Thats a good idea...I'll have to try that next time I clean the tank. Thankfully I spend a good amount of change on a new floor when I moved into the house that is waterproof vinyl flooring (it looks like pergo type flooring) since I have four cats and a elderly pug that ruined parts of the floating floor in our old house. So money well spent.


----------



## MtAnimals (May 17, 2015)

Sherminator said:


> Thats a good idea...I'll have to try that next time I clean the tank. Thankfully I spend a good amount of change on a new floor when I moved into the house that is waterproof vinyl flooring (it looks like pergo type flooring) since I have four cats and a elderly pug that ruined parts of the floating floor in our old house. So money well spent.

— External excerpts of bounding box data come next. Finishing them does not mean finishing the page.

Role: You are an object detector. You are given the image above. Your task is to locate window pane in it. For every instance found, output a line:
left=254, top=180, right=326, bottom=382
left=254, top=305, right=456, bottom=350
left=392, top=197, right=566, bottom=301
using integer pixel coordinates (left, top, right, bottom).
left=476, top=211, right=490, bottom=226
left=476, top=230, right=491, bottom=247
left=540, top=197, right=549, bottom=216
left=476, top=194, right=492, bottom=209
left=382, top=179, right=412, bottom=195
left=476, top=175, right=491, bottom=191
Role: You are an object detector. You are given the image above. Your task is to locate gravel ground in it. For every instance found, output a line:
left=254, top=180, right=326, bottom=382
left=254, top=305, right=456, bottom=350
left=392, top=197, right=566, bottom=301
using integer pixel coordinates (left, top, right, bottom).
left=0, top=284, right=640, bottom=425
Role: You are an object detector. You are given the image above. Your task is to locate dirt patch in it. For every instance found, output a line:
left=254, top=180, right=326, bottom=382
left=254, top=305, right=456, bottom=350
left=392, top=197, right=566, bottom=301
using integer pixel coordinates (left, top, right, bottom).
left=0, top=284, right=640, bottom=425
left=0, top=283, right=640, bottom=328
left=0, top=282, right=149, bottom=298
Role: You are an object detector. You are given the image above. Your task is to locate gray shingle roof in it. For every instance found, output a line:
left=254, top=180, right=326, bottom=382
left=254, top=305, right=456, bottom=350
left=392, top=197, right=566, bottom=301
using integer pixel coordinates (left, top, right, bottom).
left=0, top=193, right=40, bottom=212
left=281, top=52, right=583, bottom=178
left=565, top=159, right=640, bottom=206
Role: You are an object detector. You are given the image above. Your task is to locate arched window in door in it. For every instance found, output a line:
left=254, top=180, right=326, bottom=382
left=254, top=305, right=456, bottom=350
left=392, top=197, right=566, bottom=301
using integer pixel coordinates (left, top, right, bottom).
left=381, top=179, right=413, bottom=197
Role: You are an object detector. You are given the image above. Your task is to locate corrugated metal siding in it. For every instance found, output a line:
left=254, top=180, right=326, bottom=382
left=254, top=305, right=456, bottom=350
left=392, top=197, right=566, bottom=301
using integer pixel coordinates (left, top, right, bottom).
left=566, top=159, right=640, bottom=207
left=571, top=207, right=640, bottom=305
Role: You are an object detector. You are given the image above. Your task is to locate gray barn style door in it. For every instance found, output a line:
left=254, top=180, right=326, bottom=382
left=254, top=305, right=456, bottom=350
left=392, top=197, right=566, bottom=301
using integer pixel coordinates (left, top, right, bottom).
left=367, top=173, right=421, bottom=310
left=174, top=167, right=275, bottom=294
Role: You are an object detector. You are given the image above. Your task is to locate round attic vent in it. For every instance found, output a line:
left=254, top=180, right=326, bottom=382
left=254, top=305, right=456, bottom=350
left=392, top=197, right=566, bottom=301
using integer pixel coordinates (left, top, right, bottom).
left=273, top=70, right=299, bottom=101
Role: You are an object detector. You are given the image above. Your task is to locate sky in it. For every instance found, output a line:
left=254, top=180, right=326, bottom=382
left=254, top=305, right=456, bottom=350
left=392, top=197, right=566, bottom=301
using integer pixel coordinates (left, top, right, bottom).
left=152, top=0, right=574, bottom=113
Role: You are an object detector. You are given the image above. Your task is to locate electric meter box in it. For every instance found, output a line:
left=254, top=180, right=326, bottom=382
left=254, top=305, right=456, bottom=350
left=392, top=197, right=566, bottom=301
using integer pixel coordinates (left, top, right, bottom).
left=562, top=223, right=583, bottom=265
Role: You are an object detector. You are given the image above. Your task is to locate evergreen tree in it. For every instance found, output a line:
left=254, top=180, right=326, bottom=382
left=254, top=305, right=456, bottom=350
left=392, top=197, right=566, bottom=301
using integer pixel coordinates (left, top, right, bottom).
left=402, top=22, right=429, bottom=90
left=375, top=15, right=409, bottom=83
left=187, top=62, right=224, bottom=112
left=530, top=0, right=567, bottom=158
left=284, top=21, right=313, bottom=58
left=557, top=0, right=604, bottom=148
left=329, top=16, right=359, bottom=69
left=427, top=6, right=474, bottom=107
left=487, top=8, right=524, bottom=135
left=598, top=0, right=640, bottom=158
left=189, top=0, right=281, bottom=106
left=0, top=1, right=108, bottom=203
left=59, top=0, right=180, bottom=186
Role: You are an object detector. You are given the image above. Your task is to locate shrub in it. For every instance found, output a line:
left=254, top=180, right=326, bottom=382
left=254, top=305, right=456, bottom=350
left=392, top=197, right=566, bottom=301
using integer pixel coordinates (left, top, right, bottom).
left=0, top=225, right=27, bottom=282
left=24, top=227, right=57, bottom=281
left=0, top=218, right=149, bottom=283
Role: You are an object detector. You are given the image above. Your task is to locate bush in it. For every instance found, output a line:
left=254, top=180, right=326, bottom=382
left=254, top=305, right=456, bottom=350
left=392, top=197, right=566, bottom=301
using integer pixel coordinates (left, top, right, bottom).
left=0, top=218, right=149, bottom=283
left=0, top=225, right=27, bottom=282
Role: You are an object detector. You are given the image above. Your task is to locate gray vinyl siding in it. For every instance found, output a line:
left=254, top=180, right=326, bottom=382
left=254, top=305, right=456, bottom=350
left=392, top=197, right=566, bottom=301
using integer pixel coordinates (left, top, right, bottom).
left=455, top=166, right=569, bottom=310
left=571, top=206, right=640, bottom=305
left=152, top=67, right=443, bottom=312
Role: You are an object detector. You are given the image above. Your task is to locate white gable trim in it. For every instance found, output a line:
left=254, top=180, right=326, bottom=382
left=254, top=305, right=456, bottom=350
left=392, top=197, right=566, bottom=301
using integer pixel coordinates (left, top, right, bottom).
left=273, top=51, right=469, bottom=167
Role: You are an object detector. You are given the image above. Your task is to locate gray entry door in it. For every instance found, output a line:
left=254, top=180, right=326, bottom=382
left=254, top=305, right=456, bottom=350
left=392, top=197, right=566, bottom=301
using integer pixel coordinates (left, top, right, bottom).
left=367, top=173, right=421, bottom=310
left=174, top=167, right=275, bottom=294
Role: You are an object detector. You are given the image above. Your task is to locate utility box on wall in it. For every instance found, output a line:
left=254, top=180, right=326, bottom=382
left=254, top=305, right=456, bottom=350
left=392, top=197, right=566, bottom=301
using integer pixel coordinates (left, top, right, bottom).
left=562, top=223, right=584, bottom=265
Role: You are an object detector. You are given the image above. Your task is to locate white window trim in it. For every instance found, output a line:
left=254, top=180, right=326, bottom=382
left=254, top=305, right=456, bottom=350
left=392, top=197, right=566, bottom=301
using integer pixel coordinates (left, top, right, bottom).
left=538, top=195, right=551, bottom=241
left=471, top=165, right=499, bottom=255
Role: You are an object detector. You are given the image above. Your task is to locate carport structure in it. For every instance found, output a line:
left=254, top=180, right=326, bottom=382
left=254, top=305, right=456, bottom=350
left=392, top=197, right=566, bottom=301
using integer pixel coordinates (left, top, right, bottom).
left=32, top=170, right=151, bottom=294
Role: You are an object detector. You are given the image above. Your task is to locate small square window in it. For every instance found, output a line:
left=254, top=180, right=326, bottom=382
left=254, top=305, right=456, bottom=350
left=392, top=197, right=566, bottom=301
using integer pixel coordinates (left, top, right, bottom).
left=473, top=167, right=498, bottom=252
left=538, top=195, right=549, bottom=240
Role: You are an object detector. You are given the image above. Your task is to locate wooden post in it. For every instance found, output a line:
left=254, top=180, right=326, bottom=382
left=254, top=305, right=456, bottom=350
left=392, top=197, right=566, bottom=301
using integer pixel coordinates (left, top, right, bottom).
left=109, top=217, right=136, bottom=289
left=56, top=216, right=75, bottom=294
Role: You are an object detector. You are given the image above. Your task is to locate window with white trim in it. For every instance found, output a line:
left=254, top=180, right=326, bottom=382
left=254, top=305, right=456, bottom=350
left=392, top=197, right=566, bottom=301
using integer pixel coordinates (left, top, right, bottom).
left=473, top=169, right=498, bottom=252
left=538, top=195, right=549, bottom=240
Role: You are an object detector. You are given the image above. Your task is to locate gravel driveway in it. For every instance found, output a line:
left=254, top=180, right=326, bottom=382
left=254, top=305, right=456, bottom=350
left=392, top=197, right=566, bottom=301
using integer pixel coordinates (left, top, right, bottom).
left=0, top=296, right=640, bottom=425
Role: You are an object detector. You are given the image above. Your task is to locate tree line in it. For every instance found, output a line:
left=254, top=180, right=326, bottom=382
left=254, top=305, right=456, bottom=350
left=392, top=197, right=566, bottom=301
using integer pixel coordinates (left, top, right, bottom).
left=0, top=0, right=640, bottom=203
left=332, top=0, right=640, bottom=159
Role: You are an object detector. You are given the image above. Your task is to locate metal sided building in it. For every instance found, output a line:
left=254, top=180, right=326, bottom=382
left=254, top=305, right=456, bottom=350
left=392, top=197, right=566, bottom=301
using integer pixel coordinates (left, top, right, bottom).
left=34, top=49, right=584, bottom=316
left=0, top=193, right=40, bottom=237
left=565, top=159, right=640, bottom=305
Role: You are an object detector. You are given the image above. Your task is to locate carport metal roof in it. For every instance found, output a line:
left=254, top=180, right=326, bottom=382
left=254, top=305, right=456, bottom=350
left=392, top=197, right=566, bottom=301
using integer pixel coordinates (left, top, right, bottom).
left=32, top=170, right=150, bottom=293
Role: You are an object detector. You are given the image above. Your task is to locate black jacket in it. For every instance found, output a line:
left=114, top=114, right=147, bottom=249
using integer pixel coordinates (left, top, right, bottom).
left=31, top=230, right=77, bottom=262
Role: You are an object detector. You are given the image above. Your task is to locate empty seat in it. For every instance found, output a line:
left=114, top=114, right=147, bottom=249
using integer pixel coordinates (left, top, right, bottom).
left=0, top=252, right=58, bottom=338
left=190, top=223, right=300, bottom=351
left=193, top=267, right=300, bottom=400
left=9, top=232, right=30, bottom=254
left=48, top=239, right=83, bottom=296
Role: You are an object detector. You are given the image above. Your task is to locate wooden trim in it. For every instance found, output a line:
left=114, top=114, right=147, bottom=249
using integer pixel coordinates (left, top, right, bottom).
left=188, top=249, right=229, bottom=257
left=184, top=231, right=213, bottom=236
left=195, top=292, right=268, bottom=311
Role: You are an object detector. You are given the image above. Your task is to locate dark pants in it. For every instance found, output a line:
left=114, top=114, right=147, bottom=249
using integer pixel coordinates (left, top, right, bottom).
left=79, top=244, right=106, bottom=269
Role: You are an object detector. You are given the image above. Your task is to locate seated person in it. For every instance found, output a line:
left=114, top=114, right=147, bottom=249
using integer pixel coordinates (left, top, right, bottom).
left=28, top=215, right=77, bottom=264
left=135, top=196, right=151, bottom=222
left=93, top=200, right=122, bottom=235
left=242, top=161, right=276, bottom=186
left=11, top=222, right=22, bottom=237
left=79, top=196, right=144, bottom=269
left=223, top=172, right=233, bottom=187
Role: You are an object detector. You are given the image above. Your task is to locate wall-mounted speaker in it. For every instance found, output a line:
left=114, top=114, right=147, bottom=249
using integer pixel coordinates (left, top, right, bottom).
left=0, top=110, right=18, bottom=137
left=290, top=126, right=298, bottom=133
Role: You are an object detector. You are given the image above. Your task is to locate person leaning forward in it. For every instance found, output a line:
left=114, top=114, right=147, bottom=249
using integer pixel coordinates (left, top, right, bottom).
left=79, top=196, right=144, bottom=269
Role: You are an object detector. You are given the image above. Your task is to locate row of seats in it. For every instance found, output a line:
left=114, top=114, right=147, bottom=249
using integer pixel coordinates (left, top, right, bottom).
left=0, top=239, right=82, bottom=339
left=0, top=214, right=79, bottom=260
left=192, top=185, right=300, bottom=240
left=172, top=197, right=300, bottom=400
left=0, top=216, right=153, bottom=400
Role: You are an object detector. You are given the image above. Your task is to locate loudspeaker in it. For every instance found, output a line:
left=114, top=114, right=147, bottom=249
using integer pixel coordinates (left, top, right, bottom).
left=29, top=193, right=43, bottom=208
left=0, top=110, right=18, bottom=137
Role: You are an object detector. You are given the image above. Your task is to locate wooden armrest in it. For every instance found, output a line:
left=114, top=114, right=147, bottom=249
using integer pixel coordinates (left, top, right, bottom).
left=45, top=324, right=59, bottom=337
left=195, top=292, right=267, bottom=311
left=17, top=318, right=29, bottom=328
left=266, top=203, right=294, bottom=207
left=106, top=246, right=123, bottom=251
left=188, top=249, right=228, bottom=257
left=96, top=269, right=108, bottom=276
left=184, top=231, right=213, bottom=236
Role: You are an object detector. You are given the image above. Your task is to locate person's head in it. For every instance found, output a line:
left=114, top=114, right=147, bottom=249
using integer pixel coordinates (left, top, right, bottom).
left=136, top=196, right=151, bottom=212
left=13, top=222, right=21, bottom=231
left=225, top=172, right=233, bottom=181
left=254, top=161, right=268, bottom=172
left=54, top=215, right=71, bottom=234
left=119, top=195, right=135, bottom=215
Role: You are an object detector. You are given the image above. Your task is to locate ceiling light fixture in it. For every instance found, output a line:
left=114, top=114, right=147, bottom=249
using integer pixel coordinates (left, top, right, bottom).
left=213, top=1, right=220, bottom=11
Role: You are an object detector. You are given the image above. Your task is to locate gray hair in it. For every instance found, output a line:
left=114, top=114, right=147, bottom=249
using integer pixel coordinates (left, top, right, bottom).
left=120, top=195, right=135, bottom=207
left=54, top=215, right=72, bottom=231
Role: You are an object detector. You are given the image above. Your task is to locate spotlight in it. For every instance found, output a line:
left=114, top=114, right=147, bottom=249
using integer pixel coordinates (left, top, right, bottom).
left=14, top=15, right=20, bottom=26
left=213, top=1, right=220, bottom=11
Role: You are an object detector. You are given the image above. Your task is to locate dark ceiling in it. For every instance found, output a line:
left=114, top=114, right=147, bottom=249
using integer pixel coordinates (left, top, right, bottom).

I use automotive heater or fuel line hose clamps on my hoses,no slipping off.cheap insurance 

Bump:


Watercrayfish said:


> Ehiem doesn't have prime buttons, you will have a hard time priming it if the tank is on the tank level.
> 
> Even cheapy SunSun canisters have a prime button..doh!!!


both of my eheims have prime buttons,pro4+ series.


----------



## PlantedRich (Jul 21, 2010)

Clamps are cheap insurance for sure. But then there are still lots of things that can go wrong with most any brand filter, so I like to look for what can hold down the damage in more cases than just the hoses coming loose. Things that are pretty rare and not easy to spot are the ones which worry me most. Who would think the little elbow at the bottom of a 2217 would ever leak, the priming button or even the big gasket where the head fits? Most of them have not bitten me---yet! But then I read enough posts to know that it does happen pretty often to other folks and I have to assume it will be my turn someday. 
I do my own floors so the fishroom laminate was only a $200-300 job but , I sure don't want to do it again if I can avoid it! 
A two dollar dishpan, a twelve dollar water alarm and throw in a few hose clamps and it still seems like good cheap insurance.


----------



## Jeffww (Aug 6, 2010)

You should really have it lower than the tank to supply requisite NPSH otherwise you'll get noise, vibration (shorter operational life), reduced flow.


----------